The possible elimination of state aid to municipalities is sparking a drive to change how Schoharie County distributes sales tax revenue to towns and villages.
The change at the local level would redistribute thousands of dollars from towns with little commercial activity––Gilboa, Wright and others––to villages––Cobleskill, Middleburgh, Schoharie, Richmondville, Sharon Springs and Esperance.
Although redistributing sales tax revenue has been discussed before, Governor Andrew Cuomo’s recent proposals raised the issue again.
The Governor’s proposed budget would eliminate Aid and Incentives to Municipalities (AIM). The Village of Cobleskill would lose $31,461, and the other villages would lose lesser––but still important––amounts.
To replace AIM, Governor Cuomo wants a new tax on internet sales to go to towns and villages. The new tax isn’t law yet, so nobody knows how much it would raise.
The local concern is that the county distributes sales tax revenue according to assessed property value and presumably would do so with the internet tax revenue. Village officials feel they’ve been short-changed all along––and would be again––because their commercial centers generate most of the sales tax.

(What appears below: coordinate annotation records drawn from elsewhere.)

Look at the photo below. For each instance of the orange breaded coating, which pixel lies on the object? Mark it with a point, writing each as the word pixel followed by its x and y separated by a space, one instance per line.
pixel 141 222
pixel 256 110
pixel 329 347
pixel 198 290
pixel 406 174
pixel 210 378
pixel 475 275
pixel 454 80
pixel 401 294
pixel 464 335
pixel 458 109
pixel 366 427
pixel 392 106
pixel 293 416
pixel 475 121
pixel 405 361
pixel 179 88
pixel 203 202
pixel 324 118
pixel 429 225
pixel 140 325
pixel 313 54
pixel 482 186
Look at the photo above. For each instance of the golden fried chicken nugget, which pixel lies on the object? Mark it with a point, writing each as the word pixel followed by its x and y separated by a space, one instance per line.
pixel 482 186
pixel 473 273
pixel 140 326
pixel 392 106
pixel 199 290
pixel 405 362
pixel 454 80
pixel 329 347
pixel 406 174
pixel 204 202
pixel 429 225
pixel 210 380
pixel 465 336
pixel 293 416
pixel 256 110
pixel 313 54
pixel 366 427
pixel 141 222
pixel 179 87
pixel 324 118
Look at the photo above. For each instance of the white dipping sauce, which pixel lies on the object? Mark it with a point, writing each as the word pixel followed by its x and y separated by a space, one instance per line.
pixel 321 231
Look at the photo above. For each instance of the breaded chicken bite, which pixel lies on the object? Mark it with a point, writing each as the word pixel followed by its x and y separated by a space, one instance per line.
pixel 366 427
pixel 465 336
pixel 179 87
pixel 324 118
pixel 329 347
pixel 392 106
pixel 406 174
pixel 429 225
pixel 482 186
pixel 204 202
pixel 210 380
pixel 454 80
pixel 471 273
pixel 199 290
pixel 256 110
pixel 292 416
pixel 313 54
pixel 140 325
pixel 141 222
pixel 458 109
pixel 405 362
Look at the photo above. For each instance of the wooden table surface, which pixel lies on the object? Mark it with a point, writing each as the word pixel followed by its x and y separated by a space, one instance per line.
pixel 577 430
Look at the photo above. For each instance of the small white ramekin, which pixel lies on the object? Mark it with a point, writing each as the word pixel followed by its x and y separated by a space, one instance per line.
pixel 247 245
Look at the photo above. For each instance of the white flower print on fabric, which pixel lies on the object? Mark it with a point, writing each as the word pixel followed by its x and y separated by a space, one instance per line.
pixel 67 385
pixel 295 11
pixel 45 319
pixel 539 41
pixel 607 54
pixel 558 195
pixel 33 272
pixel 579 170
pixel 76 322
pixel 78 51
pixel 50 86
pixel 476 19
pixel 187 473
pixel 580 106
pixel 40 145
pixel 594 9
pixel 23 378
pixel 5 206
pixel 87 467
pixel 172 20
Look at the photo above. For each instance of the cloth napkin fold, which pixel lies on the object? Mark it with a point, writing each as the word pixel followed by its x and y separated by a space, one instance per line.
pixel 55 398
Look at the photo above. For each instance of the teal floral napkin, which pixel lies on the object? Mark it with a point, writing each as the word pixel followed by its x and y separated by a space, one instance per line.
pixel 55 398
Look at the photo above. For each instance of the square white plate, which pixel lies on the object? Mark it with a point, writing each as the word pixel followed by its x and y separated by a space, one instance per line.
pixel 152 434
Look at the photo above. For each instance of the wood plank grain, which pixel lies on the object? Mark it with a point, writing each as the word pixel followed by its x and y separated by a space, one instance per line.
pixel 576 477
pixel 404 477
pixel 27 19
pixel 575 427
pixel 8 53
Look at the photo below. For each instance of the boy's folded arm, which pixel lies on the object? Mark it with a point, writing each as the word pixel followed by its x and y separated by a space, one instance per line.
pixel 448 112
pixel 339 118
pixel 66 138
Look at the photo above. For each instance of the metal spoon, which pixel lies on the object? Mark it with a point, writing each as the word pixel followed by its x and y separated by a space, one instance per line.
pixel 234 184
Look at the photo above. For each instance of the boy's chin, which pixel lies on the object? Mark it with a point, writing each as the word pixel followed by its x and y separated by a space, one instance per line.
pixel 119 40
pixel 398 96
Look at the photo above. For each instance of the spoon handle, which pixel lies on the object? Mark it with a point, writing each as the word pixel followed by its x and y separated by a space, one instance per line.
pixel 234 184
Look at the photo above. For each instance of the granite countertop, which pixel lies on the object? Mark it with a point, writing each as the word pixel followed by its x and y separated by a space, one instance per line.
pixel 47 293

Richmondville Mayor Kevin Neary is active with the state Conference of Mayors, which wants the Governor to restore AIM.
While restoring AIM is a top priority––and maybe an unlikely one––local village officials want a change in the distribution of sales tax revenue.
“We [villages] are at a disadvantage because the county decides how to appropriate that money,” Mayor Neary said.
“We don’t get a fair share of the revenue we provide.”
He wants the Board of Supervisors to change the distribution formula from assessed property value to population. To that end, Mayor Neary is looking for village officials to meet with supervisors.
And Cobleskill Supervisor Leo McAllister is ready to listen.
“Kevin has an excellent point,” Mr. McAllister said. “This one of the things I wanted to work on.”
He pointed to the 2018 fourth-quarter sales tax distribution that supervisors approved February 15. The Town and Village of Cobleskill received about $36,000, while Gilboa––with little commercial activity to generate sales tax––received nearly $24,000.
“Ludicrous. Absolutely ludicrous,” Mr. McAllister said.
Not to single out Gilboa, but other towns with little business also received sizable amounts; Blenheim, Carlisle, Wright and Jefferson all received more than $10,000 in 2018’s fourth quarter.
Village officials argue that they should get more revenue because not only are they population centers, but they need the revenue to maintain infrastructure that supports businesses.
Cobleskill Mayor Linda Holmes wants that extra revenue, in particular, to repair now-rough Grandview Drive, the street to Cobleskill Regional Hospital and the Bassett Health Clinic. Everyone in the county uses that street, Mayor Holmes said.
“It’s antiquated and has never been fair,” she said of the revenue distribution. “And what are your catalysts for economic development in the county? It’s the villages.”
Patty Johnstone is a trustee on the Sharon Springs Village Board and is also president of the Schoharie County Village Officers Association. Like Mayors Holmes and Neary and Mr. McAllister, she believes the distribution formula should change.
“It should be by per capita,” Ms. Johnstone said.
“Just because it’s always been done the way it is doesn’t mean it should stay that way.”
And also like Mayor Neary, Ms. Johnstone believes the villages––commercial and population hubs––should have a say in how the revenue is distributed.
“We’re being left out of that conversation,” she said.